Abstract:  Interferometric sensing today is a broad area of modern photonics and ubiquitous technology that could be found in all brunches of science and technology. Major interferometric approaches are based on the use of such physical parameters as phase, group velocity, and polarization. They serve as a base to multiple interferometric devices including free-space and fiber-optic sensors. Quantum optics concentrates on the use of non-classical states to access new physical properties unseen in the classical behavior of light. Starting originally with a quantum curiosity and Bell’s inequality violation, the utilization of quantum optical entanglement progressively evolved into creation of interferometric sensors that are superior in resolution and sensitivity when compared with classical counterparts. We will discuss the role of interference effects in quantum optics, generation, manipulation and detection of optical entanglement. Quantum effects of dispersion cancellation and decoherence-free subspaces become new tools for designing quantum optical sensors. Several interferometric sensing approaches based on the use of entanglement in frequency, polarization, and in the number of photons will be considered.

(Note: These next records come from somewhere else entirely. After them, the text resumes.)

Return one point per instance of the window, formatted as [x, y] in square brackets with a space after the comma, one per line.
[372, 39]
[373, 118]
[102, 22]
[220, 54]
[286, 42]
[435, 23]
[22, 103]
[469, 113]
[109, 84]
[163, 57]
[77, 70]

Biography:  Professor Alexander V. Sergienko (e-mail: alexserg@bu.edu; URL: http://people.bu.edu/alexserg) received his Ph.D. degree in physics from Moscow State University in 1987. He spent 1990-1996 at the University of Maryland and at the National Institute of Standards and Technology (NIST) in Gaithersburg, Maryland. Professor Sergienko holds joint appointments in the Department of Electrical and Computer Engineering, in the Photonics center, and in the Department of Physics at Boston University. His research interests include quantum information processing including quantum cryptography, communication and computing, quantum networking, quantum imaging, the development of novel ultra-precise optical-measurement and characterization techniques (quantum metrology) that are based on the use of non-classical states of light. He pioneered the experimental development of practical quantum-measurement techniques using entangled-photon states. Professor Sergienko has published more than 400 research and conference papers and holds 6 patents in the fields of experimental quantum optics and entanglement manipulation. He is the editor of "Quantum Communications and Cryptography" (CRC/Taylor & Francis, 2006) and co-author of “Quantum Metrology, Imaging, and Communication" (Springer, 2017). He is a Fellow of the Optical Society of America, a member of the APS and IEEE.